Your Package Manager Is not your friend: Install-Time Attacks and How to Stop Them

Session Description

Every developer has run npm install or pip install thousands of times and it feels safe since you're just adding a dependency. But at that exact moment, before your CI pipeline runs or before any security scan kicks in, a malicious package's install script has already executed on your machine. With that credentials stolen and backdoor planted. Done.
This is not I am talking about any theoretical threat. Coordinated supply chain attacks like typosquatting campaigns, maintainer account takeovers, npm worms are or have targeted developers exactly this way and repeatedly in the past two years.
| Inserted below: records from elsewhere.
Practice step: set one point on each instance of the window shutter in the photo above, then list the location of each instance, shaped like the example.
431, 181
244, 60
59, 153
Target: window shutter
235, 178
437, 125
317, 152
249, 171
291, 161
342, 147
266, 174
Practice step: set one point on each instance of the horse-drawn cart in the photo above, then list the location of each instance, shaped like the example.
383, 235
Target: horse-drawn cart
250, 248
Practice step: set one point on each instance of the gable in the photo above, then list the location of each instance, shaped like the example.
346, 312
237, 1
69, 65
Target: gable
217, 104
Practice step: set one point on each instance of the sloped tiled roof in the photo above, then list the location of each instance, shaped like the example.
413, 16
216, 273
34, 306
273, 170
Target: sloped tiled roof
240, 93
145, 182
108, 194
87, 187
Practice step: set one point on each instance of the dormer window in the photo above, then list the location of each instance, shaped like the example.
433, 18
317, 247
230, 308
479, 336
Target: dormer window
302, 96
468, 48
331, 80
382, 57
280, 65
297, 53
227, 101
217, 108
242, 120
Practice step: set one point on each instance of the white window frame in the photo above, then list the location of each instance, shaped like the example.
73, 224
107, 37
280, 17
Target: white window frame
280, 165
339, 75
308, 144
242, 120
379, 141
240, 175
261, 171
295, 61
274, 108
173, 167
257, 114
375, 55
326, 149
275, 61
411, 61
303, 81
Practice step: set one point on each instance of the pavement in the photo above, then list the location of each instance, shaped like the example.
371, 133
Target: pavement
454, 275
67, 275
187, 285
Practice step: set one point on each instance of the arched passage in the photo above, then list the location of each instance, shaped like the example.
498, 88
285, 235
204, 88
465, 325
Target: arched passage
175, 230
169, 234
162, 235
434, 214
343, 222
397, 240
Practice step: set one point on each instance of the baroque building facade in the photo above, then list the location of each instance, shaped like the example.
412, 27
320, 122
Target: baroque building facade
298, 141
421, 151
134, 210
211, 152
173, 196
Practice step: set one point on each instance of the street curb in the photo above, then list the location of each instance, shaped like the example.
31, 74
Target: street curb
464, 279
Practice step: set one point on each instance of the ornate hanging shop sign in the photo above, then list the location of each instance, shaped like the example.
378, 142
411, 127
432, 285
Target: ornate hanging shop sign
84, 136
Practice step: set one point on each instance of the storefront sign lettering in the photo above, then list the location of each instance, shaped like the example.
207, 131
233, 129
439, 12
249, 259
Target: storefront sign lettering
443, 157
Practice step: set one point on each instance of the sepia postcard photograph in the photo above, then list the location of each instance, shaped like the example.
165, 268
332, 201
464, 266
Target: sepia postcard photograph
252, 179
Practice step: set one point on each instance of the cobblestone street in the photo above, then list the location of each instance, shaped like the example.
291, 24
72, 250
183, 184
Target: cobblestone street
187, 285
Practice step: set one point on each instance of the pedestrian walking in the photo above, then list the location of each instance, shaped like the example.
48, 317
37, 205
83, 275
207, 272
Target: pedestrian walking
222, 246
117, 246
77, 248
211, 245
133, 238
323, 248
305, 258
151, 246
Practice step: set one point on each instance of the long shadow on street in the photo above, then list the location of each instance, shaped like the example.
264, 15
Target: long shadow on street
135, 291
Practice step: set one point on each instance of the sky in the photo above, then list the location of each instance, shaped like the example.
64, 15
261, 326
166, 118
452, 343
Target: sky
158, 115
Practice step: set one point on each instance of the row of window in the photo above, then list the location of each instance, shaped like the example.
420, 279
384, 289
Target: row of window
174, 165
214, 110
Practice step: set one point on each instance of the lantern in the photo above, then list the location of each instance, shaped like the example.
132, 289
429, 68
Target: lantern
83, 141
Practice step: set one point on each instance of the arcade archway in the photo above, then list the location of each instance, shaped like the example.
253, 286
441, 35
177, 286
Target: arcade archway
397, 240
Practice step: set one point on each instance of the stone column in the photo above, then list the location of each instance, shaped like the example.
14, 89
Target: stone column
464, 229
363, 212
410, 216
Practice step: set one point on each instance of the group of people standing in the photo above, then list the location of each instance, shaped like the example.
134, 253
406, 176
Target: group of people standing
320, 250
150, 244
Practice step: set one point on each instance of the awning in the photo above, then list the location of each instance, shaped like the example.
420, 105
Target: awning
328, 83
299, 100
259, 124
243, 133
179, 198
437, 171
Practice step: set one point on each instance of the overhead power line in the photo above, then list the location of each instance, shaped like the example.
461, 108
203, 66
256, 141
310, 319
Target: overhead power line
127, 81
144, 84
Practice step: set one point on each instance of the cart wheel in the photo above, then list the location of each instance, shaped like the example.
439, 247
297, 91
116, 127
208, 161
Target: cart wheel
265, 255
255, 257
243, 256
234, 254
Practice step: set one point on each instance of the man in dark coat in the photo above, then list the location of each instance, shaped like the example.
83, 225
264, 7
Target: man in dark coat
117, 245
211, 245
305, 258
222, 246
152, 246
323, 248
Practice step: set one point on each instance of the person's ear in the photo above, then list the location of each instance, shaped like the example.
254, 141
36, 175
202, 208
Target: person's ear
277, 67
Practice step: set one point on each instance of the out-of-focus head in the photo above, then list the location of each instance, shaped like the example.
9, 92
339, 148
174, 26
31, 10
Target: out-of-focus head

In this talk we'll start by understanding how install time attacks actually work, what happens when you run npm install, why post-install scripts are dangerous, and why existing tools like CI scanners and CVE feeds miss this window entirely. From there, we'll build up what a real layered defense looks like which is real-time threat intelligence that checks packages before install, dependency cooldown that skips freshly published versions before any verdict exists, and OS-native sandboxing (macOS Seatbelt / Linux Landlock) that contains install scripts even if something slips through. We'll then see this in action through pmg (Package Manager Guard) which is a free, open source CLI tool built in Go that wraps npm, pip, pnpm, poetry, and others and implements all three layers with zero changes to your workflow. The talk closes with how to get started and how to contribute to the project.

If you've run a package manager, this talk is for you and you'll leave able to install pmg in under two minutes.

• Install-time is the real attack surface - most developers don't realize that malicious code executes during npm install and not after a deploy or any CI run. This mental model shift is the most important to know and thing to walk away with.

• Three layers of install-time defense - threat intelligence, dependency cooldown, and OS-native sandboxing are complementary controls. Attendees will understand what each does and what it doesn't cover.

• Hands-on with pmg - attendees will know how to install and use pmg with their existing package managers immediately after the talk, with no workflow changes required.

• How to contribute to an open source security tool - pmg is actively built in public in Go. Attendees comfortable with Go (or wanting to learn) will know where to start contributing.